I prefer Horde as well... I have the Burning Crusade, it's the best way to go! How could you do without the Outlands? 

I don't care what kind of server I'm on, though PVP can be more exciting at times. I didn't realize there were different server times... uhhh, Eastern time I guess since that's my time zone.

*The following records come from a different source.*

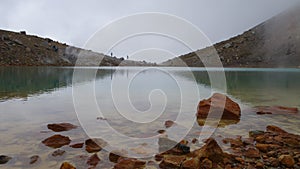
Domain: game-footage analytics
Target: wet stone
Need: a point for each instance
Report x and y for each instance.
(56, 141)
(59, 127)
(58, 153)
(4, 159)
(34, 159)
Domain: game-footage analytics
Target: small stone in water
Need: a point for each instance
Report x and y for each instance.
(56, 141)
(34, 159)
(161, 131)
(67, 165)
(78, 145)
(4, 159)
(58, 153)
(93, 160)
(61, 127)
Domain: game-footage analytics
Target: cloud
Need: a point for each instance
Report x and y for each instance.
(74, 22)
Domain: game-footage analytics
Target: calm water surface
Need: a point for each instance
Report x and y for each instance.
(32, 97)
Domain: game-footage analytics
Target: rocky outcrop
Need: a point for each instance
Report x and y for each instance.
(219, 104)
(20, 49)
(273, 43)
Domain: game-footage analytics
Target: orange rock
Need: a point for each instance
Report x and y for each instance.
(61, 127)
(67, 165)
(129, 163)
(217, 104)
(172, 161)
(286, 160)
(56, 141)
(275, 129)
(93, 160)
(94, 145)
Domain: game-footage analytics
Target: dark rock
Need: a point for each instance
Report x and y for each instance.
(221, 103)
(67, 165)
(34, 159)
(275, 129)
(61, 127)
(169, 123)
(115, 155)
(129, 163)
(77, 145)
(251, 153)
(172, 161)
(94, 145)
(93, 160)
(161, 131)
(286, 160)
(58, 153)
(4, 159)
(56, 141)
(207, 164)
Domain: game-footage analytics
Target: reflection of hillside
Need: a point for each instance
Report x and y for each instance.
(258, 86)
(21, 82)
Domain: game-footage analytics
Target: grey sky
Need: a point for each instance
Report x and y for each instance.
(74, 22)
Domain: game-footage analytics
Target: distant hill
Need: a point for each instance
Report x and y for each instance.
(19, 49)
(274, 43)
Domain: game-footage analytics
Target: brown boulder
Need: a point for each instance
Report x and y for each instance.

here's my MSN: [email protected]


----------



## MouseWithoutKeyboard (Oct 18, 2007)

*Re: [Update! 12/28] WoW SAS Guild*

So, if we do have this guild thingy, are we all starting new characters or am I the only one?


----------



## Sierra83 (Sep 24, 2007)

*Re: [Update! 12/28] WoW SAS Guild*

It depends on what server we're on... I don't mind starting a new character, or helping my guildies level if you want to start it on the Smolderthorn server... I have some low level alts there too.


----------



## roswell (Feb 4, 2006)

*Re: [Update! 12/28] WoW SAS Guild*

Hmm.. I'm thinking about getting Burning Crusade. I was leaning towards Alliance because I've hardly played on that side, but if I could be a Blood Elf I'd be happy. 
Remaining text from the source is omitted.